Our culture demands conformity. As much as most of us hate to admit it, living in the U.S. especially, we prefer that others resemble us, and attempt to re-mold them when they don’t. In the poem The Rose that Grew from Concrete, Tupac Shakur wrote about a child growing up in trying circumstances to be shunned by the rest of the world when he reached adolescence. ‘Pac couldn’t understand why a seemingly good kid with rough edges was so harshly judged, why his differences were all anyone else could focus on. Although specific to children reared in the projects, Tupac’s sentiment can be applied to highly sensitive children in general. Despite the depth of the beauty they have to offer, most of us choose to focus on their damaged petals.
Tom Boyce, the author of The Orchid and the Dandelion, describes orchids as highly susceptible, being more easily swayed by the changes in their environments. They react strongly to poetry, music, and films on the bright side, but tend to also have difficulties bouncing back from criticisms, insults, and rejections. And often, due to who they are, criticism arrives in bundles. In writing this article, I wanted to focus more on the experiences of orchids rather than outline the strategies of managing their emotions, which was successfully done by the author in an article I’ll link below. Understanding their needs is just as significant as learning how to cope with them.
As I mentioned in countless past articles, cognitive distortions pervade all of our lives, but they’re even more prominent for orchids. Their intense self-doubt makes cognitive reconstruction, or reframing, even more challenging than it would be for others.

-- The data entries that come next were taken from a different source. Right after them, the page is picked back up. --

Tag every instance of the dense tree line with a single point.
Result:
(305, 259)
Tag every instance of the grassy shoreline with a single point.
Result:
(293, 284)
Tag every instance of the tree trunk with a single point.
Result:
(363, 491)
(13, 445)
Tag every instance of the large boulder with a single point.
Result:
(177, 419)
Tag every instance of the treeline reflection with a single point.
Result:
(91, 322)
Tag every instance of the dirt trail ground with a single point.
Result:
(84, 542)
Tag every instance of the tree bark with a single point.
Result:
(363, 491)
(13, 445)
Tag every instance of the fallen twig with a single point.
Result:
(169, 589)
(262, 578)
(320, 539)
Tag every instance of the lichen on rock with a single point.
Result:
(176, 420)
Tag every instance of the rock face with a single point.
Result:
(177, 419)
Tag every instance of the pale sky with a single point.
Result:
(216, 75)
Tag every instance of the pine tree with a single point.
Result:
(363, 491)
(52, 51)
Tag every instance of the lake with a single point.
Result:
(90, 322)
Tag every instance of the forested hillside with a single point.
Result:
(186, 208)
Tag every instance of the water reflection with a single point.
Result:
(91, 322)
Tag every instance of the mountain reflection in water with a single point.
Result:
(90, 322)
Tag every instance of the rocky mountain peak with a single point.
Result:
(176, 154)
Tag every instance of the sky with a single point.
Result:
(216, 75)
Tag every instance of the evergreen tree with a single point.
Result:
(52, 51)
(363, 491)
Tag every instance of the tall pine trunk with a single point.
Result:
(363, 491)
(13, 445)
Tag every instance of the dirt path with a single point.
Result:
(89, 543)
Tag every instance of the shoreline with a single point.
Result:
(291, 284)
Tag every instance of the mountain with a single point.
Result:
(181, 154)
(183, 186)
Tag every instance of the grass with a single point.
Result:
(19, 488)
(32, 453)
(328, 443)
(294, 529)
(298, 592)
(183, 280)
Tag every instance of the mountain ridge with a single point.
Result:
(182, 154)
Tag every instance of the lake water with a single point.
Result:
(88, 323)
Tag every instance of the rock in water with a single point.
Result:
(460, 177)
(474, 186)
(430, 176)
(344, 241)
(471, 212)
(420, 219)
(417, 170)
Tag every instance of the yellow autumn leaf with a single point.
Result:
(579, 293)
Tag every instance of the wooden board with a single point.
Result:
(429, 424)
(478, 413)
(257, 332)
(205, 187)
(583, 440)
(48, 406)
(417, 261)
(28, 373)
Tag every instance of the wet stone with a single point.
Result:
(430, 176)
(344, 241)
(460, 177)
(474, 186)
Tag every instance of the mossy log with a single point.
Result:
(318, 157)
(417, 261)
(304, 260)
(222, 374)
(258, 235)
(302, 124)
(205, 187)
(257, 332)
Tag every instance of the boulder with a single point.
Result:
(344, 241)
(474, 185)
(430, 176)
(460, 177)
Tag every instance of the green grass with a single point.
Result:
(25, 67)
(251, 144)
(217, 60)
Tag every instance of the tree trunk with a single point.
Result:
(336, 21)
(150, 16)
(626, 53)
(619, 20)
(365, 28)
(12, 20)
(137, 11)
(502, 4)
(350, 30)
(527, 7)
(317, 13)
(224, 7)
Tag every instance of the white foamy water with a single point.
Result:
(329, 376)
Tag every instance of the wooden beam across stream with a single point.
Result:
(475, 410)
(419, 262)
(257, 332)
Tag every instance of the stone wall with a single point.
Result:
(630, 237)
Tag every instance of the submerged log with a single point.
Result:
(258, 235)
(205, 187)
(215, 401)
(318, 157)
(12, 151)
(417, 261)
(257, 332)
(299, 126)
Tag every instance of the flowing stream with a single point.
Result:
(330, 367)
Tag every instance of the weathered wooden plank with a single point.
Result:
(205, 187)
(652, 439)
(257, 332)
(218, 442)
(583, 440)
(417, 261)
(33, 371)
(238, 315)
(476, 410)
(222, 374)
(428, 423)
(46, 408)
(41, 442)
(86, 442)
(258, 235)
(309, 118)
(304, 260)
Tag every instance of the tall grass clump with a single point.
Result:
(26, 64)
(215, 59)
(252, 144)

Thus, they need more support. The orchids are more susceptible to negative thought spirals and find it more challenging to get themselves out. At bottom, they often mistrust their own reassurance and count on others’ validation. Unfortunately, asking for praise may be difficult because, as a culture, we tend to look down on those needing it. Instead of discovering why an orchid may require more frequent affirmation, we’re quick to call them selfish or childish, referring back to the stoic conception of adulthood, wherein one is just simply able to manage her or his own feelings.
But what would it be like if we understood, or cared to try to understand, their pattern of hyper self-criticism? What if the excessive selfie posts are ways for orchids to build up what little self-esteem they have? In their worlds, their struggles are compounded by self-censure, internalizing the labels placed on them. It’s one thing to understand and teach; another to punish. I think that most of us seldom ask about others’ experiences, simply hoping for them to carry their own weight. Too often, that weight evolves into the burden of people-pleasing. The orchids eventually learn that they have to care for themselves and preclude ill treatment. Boyce writes, ” (Alice) Miller’s insight was that the sensitive, ‘gifted’ child, in his or her efforts to fulfil the parents’ hopes and desires, loses a full sense of self, and moves into adulthood defined by others’ needs and with a trailing emotional emptiness.” In essence, they trade in their cores for pairs of puppeteer strings.
In treating orchids, I learned that, to them, self-acceptance is a foreign concept superseded by the thirst for conditional love. Rather than nurturing their dreams, their parents stifle them. The clients that could’ve been great writers and poets instead became accountants and programmers. There’s something to be said for a practical career, but not at the expense of losing one’s spirit. In searching for comfort and predictability, in feeling secure about our children’s futures, we sacrifice their well-being. I don’t think that the parent who negate’s his kid’s dream is a bad human, just deeply misguided.
While the world is a difficult place to navigate through, we can choose to make it less so. In examining our actions, we would do well in reminding ourselves that we don’t know everything, that maybe our children’s dreams are far more attainable than we initially believe. And, maybe, their sensitivities are mostly hard-wired. While having mostly difficult to control emotions, those kids tend to possess an inordinate level of empathy and imagination, thriving in environments that adapt to them. I’m not recommending that you never criticize them, but that when you do, you do it with love. Their experiences are already difficult, and they already beat themselves up more than you ever could, so why make their lives much harder than they already are?
Tupac, like many of us, was an orchid himself and he was also a rose. Imagine being a sensitive kid in nightmarish circumstances. Imagine the person that wouldn’t have been had someone not intervened. Imagine the kids lost in the trenches because compassion is scarce. Imagine what could be if we just care enough.